Looking to the future on Australia Day

29 January 2010

Canberra correspondent Linda Mottram looks at this week’s celebration of Australia Day, with hundreds of citizenship ceremonies conducted around the country and some renewed debate about the Australian flag and a republic.

It was also marked by mass absenteeism from work on the Monday before the Australia Day holiday, as Australians stretched the long summer slumber to include just one last long weekend. The contrast could not have been sharper with the subject matter of the first major Prime Ministerial message of the year, that Australia was going to have boost productivity if it was to have a viable economic future.

Kevin Rudd had spruiked his message in every Australian capital city during the week before Australia Day in a swoop of the nation that raised some still beach sand-encrusted holiday eyebrows.

Mr Rudd cited soon to be released data that includes a population forecast for Australia of 36 million by the year 2050. It’s currently 22 million. The rub though is that the population is aging. Australians, he said, would have to increase productivity to cover the costs. Perhaps as a lure to those workers looking at a delayed retirement or longer hours, Mr Rudd said a two per cent increase in productivity would deliver $AU16,000 extra into the average pay packet. A lot of Australians still opted for the extra long Australia Day weekend though – no additional productivity there.

The issue does pose a very real set of policy dilemmas. But by hitting the speakers’ trail so quickly, Mr Rudd also reminded us its an election year and was attempting to set the agenda.

Kevin Rudd will also be judged though on the promises he made at the last election just over two years ago. He has fulfilled a pledge to bury the previous government’s widely despised workplace laws. On the wider issue of the economy, the Rudd government will continue taking the credit for Australia’s emergence relatively unscathed from the global financial crisis, while the opposition will portray a big spending government that can’t be trusted with taxpayers’ money. Undelivered though is the promise to sort out Australia’s ailing health system with a federal takeover from the states if necessary.

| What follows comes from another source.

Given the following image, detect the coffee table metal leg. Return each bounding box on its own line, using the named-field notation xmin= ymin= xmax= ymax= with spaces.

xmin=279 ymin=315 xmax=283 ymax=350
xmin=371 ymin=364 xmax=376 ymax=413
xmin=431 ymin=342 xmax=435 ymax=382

Then there’s the bigger picture. Before being elected, Kevin Rudd referred to climate change as, quote, the great moral challenge of our generation, unquote. But Copenhagen was at best a disappointment, and Australia had styled itself there as a leader; Canberra will now pledge only a five per cent cut to its national emissions without some major deal internationally; and and the legislative future of its planned carbon pollution reduction scheme remains uncertain. It is perhaps little wonder that Mr Rudd’s pre-Australia Day swing around the states made no mention of that great moral challenge. But then, the polls do show Australians are less concerned about climate change than at the last election.

Climate change though will feature in what’s already emerging as a contentious debate about the size of Australia’s future population. Both the Prime Minister and the opposition leader want a big Australia, to boost the population to shore up economic growth and expand the tax base to help pay for the aging national profile .. with health costs forecast to be among the biggest burdens. But very quickly in this dry continent, where climate change effects are predicted to be severe, critics have questioned where the water will come from for all these new people and how already choked cities like Sydney will cope with more people. It may not swing the coming election, but it is part of the debate Mr Rudd has invited. And there’s the immigration component of the discussion.

The election, due by year’s end, will be the ultimate test too for the opposition’s still relatively new leader Tony Abbott, a former Catholic seminarian with a sporting bent, who’s deeply socially conservative and politically divisive. The Opposition has worked through a series of leaders and expects a lot of Mr Abbott. It is hard to measure though how some of his commentary will play, like his remarks to a women’s magazine this week that women shouldn’t give away their virginity lightly. Such comments are incendiary, and especially sensitive in the race for the ultimate Australian political prize.